Monday, March 3, 2008

One Meandering Mini-Rant and a Hike

I went to a conference on aging last week. There were speakers and workshops and sponsors with tables of information and free gifts with names of companies on them - pens, rubber balls, pill holders, pencils, emery boards and all matter of items.

The talks got me thinking. The workshops got me thinking. Lots of good thoughts. Thoughtful thoughts. It was an odd experience. I heard words and phrases and concepts, many of which I hear all the time, sometimes coming from my own mouth. For some reason, perhaps because I was in strange territory, where I had no agenda and no need to engage in my customary ways, I could hear and think more freely.

One smart and eloquent speaker talked about four essentials for positive aging - Challenge the body; Challenge the Mind; Control Emotions and Embrace Spirituality, not necessarily religiosity. Another bright, entertaining man spoke of the need for residents in nursing homes to truly be able to feel at home. In our own homes we get up when we like, eat when and what we like, get dressed when and if we feel like it, and, get this one, have sex. Why are the benefits of, and the need for the freedom and the right to have sex in nursing homes and assisted living facilities rarely mentioned?

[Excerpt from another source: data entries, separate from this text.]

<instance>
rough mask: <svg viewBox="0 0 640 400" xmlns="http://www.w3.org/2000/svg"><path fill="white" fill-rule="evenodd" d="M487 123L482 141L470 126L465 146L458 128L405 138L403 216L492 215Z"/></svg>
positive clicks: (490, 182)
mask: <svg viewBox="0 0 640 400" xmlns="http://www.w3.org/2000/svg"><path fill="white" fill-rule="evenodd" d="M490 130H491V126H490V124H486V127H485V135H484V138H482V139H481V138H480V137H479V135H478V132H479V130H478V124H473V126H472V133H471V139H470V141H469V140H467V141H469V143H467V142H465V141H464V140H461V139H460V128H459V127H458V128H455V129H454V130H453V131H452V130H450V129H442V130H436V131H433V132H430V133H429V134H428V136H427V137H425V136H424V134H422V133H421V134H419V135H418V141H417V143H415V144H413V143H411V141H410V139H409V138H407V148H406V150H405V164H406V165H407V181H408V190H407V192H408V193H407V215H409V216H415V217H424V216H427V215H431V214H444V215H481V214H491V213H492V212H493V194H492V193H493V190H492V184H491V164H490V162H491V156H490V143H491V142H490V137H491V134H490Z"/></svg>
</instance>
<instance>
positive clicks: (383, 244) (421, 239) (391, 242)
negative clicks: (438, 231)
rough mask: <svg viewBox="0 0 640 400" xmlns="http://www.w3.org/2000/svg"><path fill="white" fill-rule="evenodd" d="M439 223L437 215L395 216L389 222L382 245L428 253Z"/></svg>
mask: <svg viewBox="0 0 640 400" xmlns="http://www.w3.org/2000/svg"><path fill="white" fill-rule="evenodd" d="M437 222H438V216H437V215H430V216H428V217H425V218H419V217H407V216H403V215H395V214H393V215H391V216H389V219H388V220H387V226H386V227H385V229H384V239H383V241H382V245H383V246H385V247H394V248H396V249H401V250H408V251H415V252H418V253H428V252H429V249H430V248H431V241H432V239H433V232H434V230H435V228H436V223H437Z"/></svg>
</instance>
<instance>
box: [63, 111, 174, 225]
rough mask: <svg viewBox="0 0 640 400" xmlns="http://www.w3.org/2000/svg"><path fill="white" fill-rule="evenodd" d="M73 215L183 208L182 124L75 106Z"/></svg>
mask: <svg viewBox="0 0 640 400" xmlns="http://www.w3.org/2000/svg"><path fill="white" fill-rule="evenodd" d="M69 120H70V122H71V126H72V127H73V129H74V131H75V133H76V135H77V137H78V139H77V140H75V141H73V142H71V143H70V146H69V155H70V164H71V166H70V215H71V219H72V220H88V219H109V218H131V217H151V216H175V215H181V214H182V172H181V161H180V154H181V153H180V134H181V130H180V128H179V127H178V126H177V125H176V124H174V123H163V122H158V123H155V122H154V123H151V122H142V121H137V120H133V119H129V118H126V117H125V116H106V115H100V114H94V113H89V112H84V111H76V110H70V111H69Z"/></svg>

In one workshop we each made a list of ten things that we like to do, favorite things. We then switched lists with someone else. Ugh. No. I want my list back! Not hers! And I thought about freedom to live and be. And I thought about what I feel like when I’m sick or in some way unable to go about my regular business - after surgeries; sports injuries; c-section; childbirth; the flu; various and sundry viruses. Everything is so different, really different. I want and need help and sometimes resent it. I want and need companionship and love. And, more than ever, I want to be home.

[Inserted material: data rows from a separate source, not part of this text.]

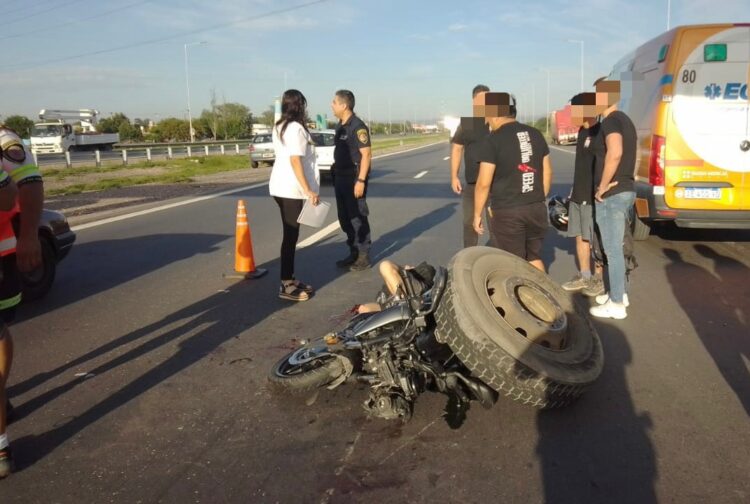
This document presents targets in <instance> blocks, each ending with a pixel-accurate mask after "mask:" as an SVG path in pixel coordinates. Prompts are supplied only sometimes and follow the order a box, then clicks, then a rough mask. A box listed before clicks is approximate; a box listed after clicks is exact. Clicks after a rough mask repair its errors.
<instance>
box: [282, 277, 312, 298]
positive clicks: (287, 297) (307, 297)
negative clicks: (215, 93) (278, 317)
mask: <svg viewBox="0 0 750 504" xmlns="http://www.w3.org/2000/svg"><path fill="white" fill-rule="evenodd" d="M279 297H280V298H281V299H287V300H289V301H307V300H308V299H310V295H309V294H308V293H307V292H305V291H303V290H302V289H300V288H299V287H297V286H296V285H295V284H294V283H293V282H290V283H288V284H285V283H284V282H281V285H280V286H279Z"/></svg>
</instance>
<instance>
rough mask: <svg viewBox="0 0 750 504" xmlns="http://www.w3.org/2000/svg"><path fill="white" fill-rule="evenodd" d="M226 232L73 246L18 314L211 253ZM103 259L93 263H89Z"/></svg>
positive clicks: (220, 241)
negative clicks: (50, 282)
mask: <svg viewBox="0 0 750 504" xmlns="http://www.w3.org/2000/svg"><path fill="white" fill-rule="evenodd" d="M229 238H230V237H229V236H228V235H226V234H199V233H196V234H154V235H148V236H140V237H137V238H124V239H122V240H100V241H92V242H87V243H80V244H76V245H73V248H72V249H71V251H70V256H69V257H67V258H66V259H65V260H64V261H63V262H62V263H60V266H59V268H58V272H57V278H56V279H55V284H54V285H53V286H52V291H51V292H50V294H49V295H47V296H46V297H44V298H43V299H41V300H39V301H35V302H34V303H33V304H30V305H23V306H22V307H21V309H20V310H19V318H21V319H25V318H30V317H33V316H34V315H36V314H39V313H46V312H50V311H52V310H56V309H58V308H62V307H64V306H67V305H69V304H73V303H75V302H78V301H81V300H83V299H86V298H89V297H91V296H95V295H97V294H99V293H101V292H105V291H107V290H109V289H112V288H115V287H117V286H118V285H122V284H124V283H126V282H130V281H132V280H134V279H136V278H139V277H141V276H145V275H148V274H150V273H153V272H154V271H157V270H159V269H161V268H163V267H165V266H167V265H170V264H173V263H175V262H178V261H182V260H184V259H190V258H192V257H195V256H198V255H203V254H212V253H214V252H216V251H218V250H220V247H219V244H220V243H222V242H224V241H226V240H228V239H229ZM101 264H106V265H107V266H106V267H97V268H94V267H93V266H92V265H101Z"/></svg>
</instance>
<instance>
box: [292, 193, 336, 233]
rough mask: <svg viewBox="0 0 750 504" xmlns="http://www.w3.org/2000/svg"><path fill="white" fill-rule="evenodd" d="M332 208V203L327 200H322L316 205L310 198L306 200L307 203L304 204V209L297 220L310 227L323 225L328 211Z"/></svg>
mask: <svg viewBox="0 0 750 504" xmlns="http://www.w3.org/2000/svg"><path fill="white" fill-rule="evenodd" d="M330 209H331V204H330V203H328V202H327V201H323V200H321V201H320V202H318V205H317V206H315V205H313V204H312V202H311V201H310V200H309V199H308V200H305V204H304V205H303V206H302V211H301V212H300V214H299V217H297V222H299V223H300V224H304V225H305V226H310V227H321V226H322V225H323V223H324V222H325V220H326V217H327V216H328V211H329V210H330Z"/></svg>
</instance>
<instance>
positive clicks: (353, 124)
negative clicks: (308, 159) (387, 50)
mask: <svg viewBox="0 0 750 504" xmlns="http://www.w3.org/2000/svg"><path fill="white" fill-rule="evenodd" d="M331 108H332V109H333V114H334V115H335V116H336V117H337V118H338V120H339V124H338V126H337V127H336V135H335V147H334V150H333V166H331V174H332V175H333V185H334V189H335V191H336V207H337V209H338V217H339V224H340V225H341V229H343V230H344V232H345V233H346V244H347V245H348V246H349V255H348V256H346V257H345V258H344V259H342V260H340V261H337V262H336V265H337V266H339V267H341V268H349V269H350V270H351V271H362V270H365V269H367V268H369V267H370V256H369V254H370V244H371V240H370V222H369V220H368V215H369V213H370V212H369V210H368V209H367V200H366V196H367V183H368V176H369V174H370V161H371V159H372V149H371V147H370V131H369V130H368V129H367V126H366V125H365V123H364V122H363V121H362V120H361V119H360V118H359V117H357V116H356V115H355V114H354V94H353V93H352V92H351V91H348V90H346V89H341V90H339V91H336V94H335V95H334V97H333V102H332V103H331Z"/></svg>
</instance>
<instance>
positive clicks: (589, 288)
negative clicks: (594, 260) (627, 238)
mask: <svg viewBox="0 0 750 504" xmlns="http://www.w3.org/2000/svg"><path fill="white" fill-rule="evenodd" d="M570 107H571V119H572V121H573V124H575V125H576V126H580V129H579V130H578V140H577V142H576V157H575V171H574V174H573V187H572V188H571V191H570V202H569V204H568V231H567V233H566V234H567V236H569V237H571V238H575V240H576V257H577V259H578V273H577V274H576V275H575V276H574V277H573V278H572V279H571V280H569V281H568V282H565V283H564V284H562V288H563V289H565V290H567V291H571V292H575V291H582V292H583V293H584V294H585V295H587V296H592V297H593V296H598V295H600V294H603V293H604V283H603V282H602V278H601V273H602V271H601V269H602V268H601V266H599V265H597V266H596V274H592V270H591V240H592V235H593V233H594V212H593V207H594V162H595V160H596V157H595V156H594V146H595V144H596V141H597V138H598V135H599V129H600V124H599V121H598V119H597V117H596V116H597V113H596V93H579V94H577V95H575V96H574V97H573V98H572V99H571V100H570Z"/></svg>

Then came lunch. There wasn't a whole grain in sight. The lunch, not atypical for this type of event, was at best unhealthy. White boxes were marked Chicken Salad or Hoagies and packed with the following: Hoagies on white rolls - turkey, ham, roast beef and cheese; a bag of potato chips; a chocolate chip cookie; mayonnaise and mustard in tiny plastic packages; a lettuce leaf and a couple of slices of those tomatoes that we get in the winter - pale red, tough, tasteless. Chicken salad the same. A few of us held out for "vegetarian" selections that arrived later. They were identical to the others, just without the meat. Chris told me not to be sad. I said I wasn’t sad. I was disdainful. The fact is, I was sad and, as is my custom, mildly outraged at our society and the food industry.

I looked around the room, at numerous large tables of mostly women, many of them caretakers of the elderly, nurses, and nursing assistants. (The nursing assistants are commonly referred to as CNAs, a practice that sometimes feels dehumanizing to me, but that’s for another time.) How can we expect to nurture our bodies and spirits in old age if we don't nurture them when we're young? How is it possible for us to continue to feed on animals that are horribly abused and brutalized, to support industries that perpetuate the abuse, and truly nurture our own spirits? If we can’t change our ways for the sake of the animals, how about for our own sakes? Does lunch have to be unhealthy? Do jobs have to be stressful, lacking in reward, leaving little energy for much else in life? How can those caring for our loved ones best challenge their minds and bodies and find spirituality and learn to find comfort in their emotions? Grrrrr. I just don't know.

After the conference, we got some hippie food for later and drove to the Shenandoah Mountains to hike on the Appalachian Trail - five lovely miles of wintering trees, a waterfall, scores of deer, a woodpecker, one raccoon and a cat.

1 comment:

Chris Forbes said...

That was a lovely hike, Judy. And, I'm glad you got to go to the conference. Freedom to think outside the box of everyday living, while looking, sadly, into a pathetic box lunch. How we live, how we age. Need good food. Need exercise. Need spiritual renewal. I think spiritual really means love. Love thy neighbor as you do yourself. Start with the self.